Fighting as a lightweight and for the first time since suffering his lone defeat to Mikey Garcia, Matt Remillard made his ring return against the durable Augustine Mauras in a scheduled eight rounder. Mauras came out the quicker of the two, but Remillard punched with more authority and purpose with the jab and uppercut to the body. Mauras went downstairs himself, but the first frame was clearly won by “Sharpshooter” Remillard. The second began with Remillard popping a stiff jab and Mauras swinging with wild intent. Each man absorbed the other’s power well. Remillard’s work to the basement remained intense. Mauras turned aggressor at the end to make the second round tight. The third round started even quicker, affirming the genuine dislike the two fighters had for one another. Both launched heavy hooks and both landed at least partially. Mauras was warned for leading with his head as Remillard was pinned against the ropes. The action remained give and take through the round. Words were exchanged at the bell between the two corners. The fourth did not show signs of either man slowing down. Mauras landed his cleanest punches of the bout up to this point and likely won the round. Remillard pressed forward after breaks from the referee to persistently ply his trade.


Remillard started the fifth stepping into his punches more as if he was ready for an early night. Mauras did not comply, but absorbed some hellacious jabs to the snout. Mauras worked Remillard’s ribs along the ropes, but Remillard seemed content to show that he could take it. The two exchanged hooks at the bell and then tried to extend the round with more bravado. Mauras looked stunned by a straight right mid-way through the sixth. Both men showed a little wear around the eyes. Remillard hot dogged to the crowd, attempting a behind the back punch while Mauras tied up his other arm. The seventh-round round was more of the same. Any time Mauras showed signs of wilting, he came back to nail Remillard to the body. For his work, Remillard fed him more punishment opening a cut inside the mouth. In the eighth and final round, both boxers finished how they started and went blow for blow. After the final bell, the three judges saw the contest 80-71, 79-72, and 78-73. Remillard upped his dossier to 24-1-0 (13). Mauras fell to 6-2-3 (3).

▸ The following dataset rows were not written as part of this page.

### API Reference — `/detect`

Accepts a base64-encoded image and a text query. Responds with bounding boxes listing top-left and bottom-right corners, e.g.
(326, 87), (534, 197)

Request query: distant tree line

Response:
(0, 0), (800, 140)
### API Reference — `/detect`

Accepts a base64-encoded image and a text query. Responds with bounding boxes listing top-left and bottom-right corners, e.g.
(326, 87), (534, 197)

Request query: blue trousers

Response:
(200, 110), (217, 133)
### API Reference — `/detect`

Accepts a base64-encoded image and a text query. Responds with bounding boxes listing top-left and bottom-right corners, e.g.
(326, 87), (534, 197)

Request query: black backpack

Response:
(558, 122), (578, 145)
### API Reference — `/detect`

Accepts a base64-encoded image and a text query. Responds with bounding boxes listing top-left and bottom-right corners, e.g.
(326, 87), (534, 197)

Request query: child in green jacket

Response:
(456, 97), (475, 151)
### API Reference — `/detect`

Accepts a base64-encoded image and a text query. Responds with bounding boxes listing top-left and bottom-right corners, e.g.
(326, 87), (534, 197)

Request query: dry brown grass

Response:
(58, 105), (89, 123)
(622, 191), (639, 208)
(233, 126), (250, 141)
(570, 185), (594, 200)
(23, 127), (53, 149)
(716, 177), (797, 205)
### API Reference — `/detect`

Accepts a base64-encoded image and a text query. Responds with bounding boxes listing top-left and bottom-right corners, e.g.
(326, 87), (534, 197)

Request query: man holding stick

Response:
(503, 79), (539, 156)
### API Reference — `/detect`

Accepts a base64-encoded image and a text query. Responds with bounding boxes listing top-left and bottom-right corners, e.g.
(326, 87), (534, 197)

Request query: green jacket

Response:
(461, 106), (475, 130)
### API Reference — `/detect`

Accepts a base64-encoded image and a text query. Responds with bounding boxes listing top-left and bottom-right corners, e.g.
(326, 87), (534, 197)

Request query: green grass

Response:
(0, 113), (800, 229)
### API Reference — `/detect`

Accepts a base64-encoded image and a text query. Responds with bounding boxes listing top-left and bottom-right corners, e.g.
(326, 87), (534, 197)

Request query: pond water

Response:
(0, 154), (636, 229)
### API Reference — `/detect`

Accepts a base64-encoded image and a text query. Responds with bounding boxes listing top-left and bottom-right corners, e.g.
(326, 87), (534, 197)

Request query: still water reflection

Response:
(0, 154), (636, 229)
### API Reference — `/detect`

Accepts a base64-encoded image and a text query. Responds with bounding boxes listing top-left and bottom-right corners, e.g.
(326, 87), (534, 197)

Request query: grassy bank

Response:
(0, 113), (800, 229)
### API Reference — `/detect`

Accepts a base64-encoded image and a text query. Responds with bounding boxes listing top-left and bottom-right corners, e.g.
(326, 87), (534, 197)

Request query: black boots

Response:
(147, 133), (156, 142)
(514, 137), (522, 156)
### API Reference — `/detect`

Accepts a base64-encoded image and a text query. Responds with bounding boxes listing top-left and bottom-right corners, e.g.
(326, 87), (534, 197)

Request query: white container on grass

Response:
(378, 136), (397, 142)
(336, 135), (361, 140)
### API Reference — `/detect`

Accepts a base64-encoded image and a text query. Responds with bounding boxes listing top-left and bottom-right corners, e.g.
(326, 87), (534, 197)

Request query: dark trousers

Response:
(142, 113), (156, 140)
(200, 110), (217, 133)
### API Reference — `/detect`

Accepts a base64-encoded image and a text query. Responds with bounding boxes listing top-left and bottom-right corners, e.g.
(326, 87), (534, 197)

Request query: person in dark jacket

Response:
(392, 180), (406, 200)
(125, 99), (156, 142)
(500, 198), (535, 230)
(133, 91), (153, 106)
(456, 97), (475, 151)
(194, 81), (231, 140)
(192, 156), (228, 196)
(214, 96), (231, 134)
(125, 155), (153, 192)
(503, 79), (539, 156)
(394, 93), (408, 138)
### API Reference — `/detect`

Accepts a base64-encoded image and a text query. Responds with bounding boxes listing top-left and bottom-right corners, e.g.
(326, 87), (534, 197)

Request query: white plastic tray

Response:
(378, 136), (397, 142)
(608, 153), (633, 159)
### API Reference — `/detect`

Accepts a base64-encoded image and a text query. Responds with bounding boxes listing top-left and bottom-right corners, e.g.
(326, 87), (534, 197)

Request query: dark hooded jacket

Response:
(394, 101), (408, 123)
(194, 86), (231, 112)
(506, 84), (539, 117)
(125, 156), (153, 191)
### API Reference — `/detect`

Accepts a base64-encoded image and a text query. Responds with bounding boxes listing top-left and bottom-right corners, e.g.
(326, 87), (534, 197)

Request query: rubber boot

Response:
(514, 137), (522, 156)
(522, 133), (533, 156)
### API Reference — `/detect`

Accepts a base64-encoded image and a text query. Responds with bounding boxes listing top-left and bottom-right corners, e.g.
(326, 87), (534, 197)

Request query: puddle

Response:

After the bout, Remillard was disappointed by his performance even though he had the Palladium crowd on their feet for twenty-four minutes of action.


"I felt real off until the later rounds," Remillard stated. "I felt like I needed to get him out to have an impressive performance. To make a little statement."


The eight rounds of hard work will undoubtedly serve Remillard better than a blowout after several rounds. The end point now is that Remillard is back. Back to consider future opposition and build his way back into contention. Names such a Dat Nguyen and Billy Dib have circulated only in rumor as potential interests between now and December.


Connecticut’s “Marvelous” Mykquan Williams put his undefeated record on the line against Mexico’s Israel Rojas in a 140-pound bout scheduled for four rounds. In a sensational display of body punching, Williams, 18, hurt Rojas to the body almost immediately with a left hook. The same punch landed again and again before Rojas sank to the canvas. One attempt to rise was made, but Rojas’ legs had other plans. The official time of the stoppage was 2:05. Williams raised his record to 6-0-0 (4). Rojas crashed to 10-16-0 (3).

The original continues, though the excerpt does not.